Going Dutch in Rotterdam

2008-01-31 08:39

Kgomotso Matsunyane

If you're going to be flying KLM anytime soon, you better pack your own scuff tin. We left Jozi at 23:30, were fed tomato soup and salad an hour and a half later (starter portions with no bread), and the next time we saw anything that resembled food was 10 hours into the flight.

I ate those bland eggs, tough sausage and a stale bun like my very life depended on it! As soon as we cleared customs I literally ran to Burger King and had the most delicious, juiciest "whopper" burger ever to be made.

I'm attending the Rotterdam Film Festival, an hour from Amsterdam in the Netherlands. Film festivals are like summer camp for adults. You wake up early for a gruelling day of workshops, interviews and pitching sessions, usually followed by a cocktail session for schmoozing purposes, and a dance party that goes on late into the night, and of course in between watching copious amounts of film. I know, my life is rough, but somebody's got to do it.

As a city Rotterdam is adorable - beautiful and historic buildings, a very laid back lifestyle, and tons of public transport (trams, trains, buses and taxis). The streets are relatively clean, but the rivers are full of plastic bags, which are always an eye sore.

The quality of life is truly outstanding here, even for European standards, and I feel slightly guilty for enjoying the 24-hour, uninterrupted electricity supply. The best part of course is the ability to walk everywhere, day or night, and where a car is quite unnecessary if you don't fancy one.

I'm somewhat relieved to see Dutch TV also suffers from too much cheap American programming, like re-runs of The Fresh Prince of Bel Air, and even Dr Phil - all subtitled into Dutch.

Note to self: in my next life I must invest in a long running production that sells to almost every territory in the world. Can you spell cha-ching? The truth is, I work in an unforgiving and fickle industry where you're only as good as your last film or TV production, and where the chances of success are almost comparable to winning the lotto.

Smoke gets in the eyes

I'm a great believer that if you travel, you have to allow yourself the full experience of the new environment, you know, when in Rome, blah blah, so of course we walk into a couple of the (in)famous Dutch coffee shops, where marijuana, hash and coffee are sold legally over the counter.

They tend to be patronised primarily by men in their twenties and thirties, and by giggly and curious international types tickled pink by the concept of legalised drugs. I know what you want to know, and yes damnit I did inhale, and loved every minute of it.
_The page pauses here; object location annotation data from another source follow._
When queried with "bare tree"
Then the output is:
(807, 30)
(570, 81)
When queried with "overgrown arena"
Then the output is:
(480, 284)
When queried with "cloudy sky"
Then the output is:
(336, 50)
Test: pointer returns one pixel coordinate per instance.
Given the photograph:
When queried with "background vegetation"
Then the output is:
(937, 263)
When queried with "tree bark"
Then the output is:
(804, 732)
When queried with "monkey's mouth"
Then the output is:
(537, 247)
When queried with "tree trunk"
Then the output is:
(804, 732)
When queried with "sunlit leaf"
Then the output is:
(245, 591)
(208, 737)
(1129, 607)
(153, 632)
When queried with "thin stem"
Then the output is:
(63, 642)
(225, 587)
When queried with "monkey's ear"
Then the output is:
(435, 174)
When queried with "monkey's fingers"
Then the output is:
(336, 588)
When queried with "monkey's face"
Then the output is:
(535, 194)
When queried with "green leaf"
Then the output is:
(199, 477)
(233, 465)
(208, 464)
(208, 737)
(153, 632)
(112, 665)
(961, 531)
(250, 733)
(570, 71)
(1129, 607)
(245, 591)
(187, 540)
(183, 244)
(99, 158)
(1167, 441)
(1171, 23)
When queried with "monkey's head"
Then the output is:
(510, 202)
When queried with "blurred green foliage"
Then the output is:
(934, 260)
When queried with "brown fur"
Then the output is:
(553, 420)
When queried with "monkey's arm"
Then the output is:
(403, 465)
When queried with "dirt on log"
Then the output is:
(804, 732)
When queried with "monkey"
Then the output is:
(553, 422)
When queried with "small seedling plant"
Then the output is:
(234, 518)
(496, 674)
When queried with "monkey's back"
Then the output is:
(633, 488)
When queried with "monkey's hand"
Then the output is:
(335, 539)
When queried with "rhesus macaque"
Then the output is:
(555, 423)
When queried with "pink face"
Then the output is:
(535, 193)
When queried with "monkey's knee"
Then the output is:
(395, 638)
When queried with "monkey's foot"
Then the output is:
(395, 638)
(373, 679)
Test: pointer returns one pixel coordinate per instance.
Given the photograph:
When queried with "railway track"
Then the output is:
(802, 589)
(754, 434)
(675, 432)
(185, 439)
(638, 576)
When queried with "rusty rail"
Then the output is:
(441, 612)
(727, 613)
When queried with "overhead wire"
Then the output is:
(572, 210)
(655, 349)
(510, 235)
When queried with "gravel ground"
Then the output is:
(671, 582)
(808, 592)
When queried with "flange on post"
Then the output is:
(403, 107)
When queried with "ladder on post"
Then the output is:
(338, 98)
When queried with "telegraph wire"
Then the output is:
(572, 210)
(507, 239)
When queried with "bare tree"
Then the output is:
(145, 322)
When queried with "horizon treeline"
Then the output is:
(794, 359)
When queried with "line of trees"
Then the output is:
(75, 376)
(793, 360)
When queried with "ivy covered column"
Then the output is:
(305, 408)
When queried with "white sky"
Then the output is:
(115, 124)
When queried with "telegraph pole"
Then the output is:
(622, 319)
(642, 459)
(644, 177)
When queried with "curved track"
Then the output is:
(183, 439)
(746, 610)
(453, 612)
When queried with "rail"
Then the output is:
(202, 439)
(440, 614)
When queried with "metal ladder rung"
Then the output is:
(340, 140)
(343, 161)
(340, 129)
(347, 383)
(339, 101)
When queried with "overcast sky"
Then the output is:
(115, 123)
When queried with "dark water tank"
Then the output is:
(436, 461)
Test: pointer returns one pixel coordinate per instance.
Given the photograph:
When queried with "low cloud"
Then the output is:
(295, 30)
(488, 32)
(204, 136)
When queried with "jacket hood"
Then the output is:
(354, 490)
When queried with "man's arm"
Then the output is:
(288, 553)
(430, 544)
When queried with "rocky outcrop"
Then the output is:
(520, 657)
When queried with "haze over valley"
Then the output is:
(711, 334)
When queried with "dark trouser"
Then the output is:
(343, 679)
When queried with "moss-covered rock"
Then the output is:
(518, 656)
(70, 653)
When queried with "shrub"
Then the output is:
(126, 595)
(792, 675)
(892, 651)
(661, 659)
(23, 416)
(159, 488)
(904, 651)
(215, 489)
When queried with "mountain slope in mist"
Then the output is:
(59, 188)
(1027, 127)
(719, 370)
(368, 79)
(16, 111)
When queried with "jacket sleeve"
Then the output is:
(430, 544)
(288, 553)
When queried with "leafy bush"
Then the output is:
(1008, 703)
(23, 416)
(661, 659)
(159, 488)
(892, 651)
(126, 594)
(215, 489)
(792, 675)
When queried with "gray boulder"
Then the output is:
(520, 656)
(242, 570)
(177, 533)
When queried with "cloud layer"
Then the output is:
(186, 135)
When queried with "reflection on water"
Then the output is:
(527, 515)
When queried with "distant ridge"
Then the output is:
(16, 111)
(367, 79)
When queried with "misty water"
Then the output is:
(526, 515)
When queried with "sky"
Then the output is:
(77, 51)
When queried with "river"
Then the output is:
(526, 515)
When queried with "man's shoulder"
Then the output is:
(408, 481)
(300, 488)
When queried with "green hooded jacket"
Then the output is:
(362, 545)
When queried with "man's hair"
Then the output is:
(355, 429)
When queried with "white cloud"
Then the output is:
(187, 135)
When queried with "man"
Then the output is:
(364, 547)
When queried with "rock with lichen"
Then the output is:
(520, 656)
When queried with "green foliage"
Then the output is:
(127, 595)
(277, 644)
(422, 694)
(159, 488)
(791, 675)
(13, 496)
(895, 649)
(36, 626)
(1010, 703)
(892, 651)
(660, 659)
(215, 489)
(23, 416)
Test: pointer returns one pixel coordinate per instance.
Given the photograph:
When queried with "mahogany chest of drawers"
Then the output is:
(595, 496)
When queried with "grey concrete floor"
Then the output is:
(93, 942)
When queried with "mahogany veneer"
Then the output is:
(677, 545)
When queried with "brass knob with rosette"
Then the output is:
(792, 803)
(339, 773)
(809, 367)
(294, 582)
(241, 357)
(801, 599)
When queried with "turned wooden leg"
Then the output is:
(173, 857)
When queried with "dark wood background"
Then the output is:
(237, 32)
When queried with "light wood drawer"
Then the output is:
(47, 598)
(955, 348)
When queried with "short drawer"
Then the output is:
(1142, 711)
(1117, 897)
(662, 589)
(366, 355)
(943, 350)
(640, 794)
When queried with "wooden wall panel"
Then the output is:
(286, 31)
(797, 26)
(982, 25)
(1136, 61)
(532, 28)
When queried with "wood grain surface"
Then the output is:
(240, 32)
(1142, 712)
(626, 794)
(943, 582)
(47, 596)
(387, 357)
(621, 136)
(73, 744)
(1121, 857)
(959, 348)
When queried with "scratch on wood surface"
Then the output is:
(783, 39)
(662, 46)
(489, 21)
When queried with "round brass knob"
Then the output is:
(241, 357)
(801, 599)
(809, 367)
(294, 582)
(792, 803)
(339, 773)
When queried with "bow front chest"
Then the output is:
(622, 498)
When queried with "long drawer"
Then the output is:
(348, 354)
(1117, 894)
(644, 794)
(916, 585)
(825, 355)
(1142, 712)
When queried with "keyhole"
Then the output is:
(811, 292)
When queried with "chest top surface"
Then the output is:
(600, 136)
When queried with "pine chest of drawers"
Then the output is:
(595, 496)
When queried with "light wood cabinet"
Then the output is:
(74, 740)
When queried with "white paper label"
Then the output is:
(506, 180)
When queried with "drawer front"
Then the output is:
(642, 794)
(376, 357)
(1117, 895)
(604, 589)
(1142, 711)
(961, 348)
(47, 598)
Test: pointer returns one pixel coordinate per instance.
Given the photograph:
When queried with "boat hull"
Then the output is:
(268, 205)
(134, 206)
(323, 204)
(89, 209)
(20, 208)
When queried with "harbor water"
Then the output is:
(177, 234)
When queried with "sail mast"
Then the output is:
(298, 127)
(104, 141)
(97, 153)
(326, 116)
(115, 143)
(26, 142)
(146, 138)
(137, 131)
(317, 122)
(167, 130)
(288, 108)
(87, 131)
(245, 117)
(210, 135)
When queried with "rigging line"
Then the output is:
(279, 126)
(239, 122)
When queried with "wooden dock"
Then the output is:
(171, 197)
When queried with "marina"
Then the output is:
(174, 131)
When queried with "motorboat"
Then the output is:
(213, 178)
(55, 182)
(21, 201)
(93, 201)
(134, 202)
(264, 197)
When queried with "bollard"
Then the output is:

It also just happens to be the day Bafana is slaughtered by Tunisia, and we leave the establishment depressed but not entirely surprised. We kill the resulting munchies with a huge dinner of the best Chinese food I've ever had.

Overall, Rotterdam gets a solid 8 out of 10. There's not one city in the world that is perfect, and Rotterdam has its fair share of crime. But here's why I could live here: you're not always looking behind your back to see if someone wants to rape you or grab your laptop from you, and being killed for a stupid cell phone is a concept that seems like a terrible horror movie pitch, as opposed to being the daily reality South Africans have to contend with.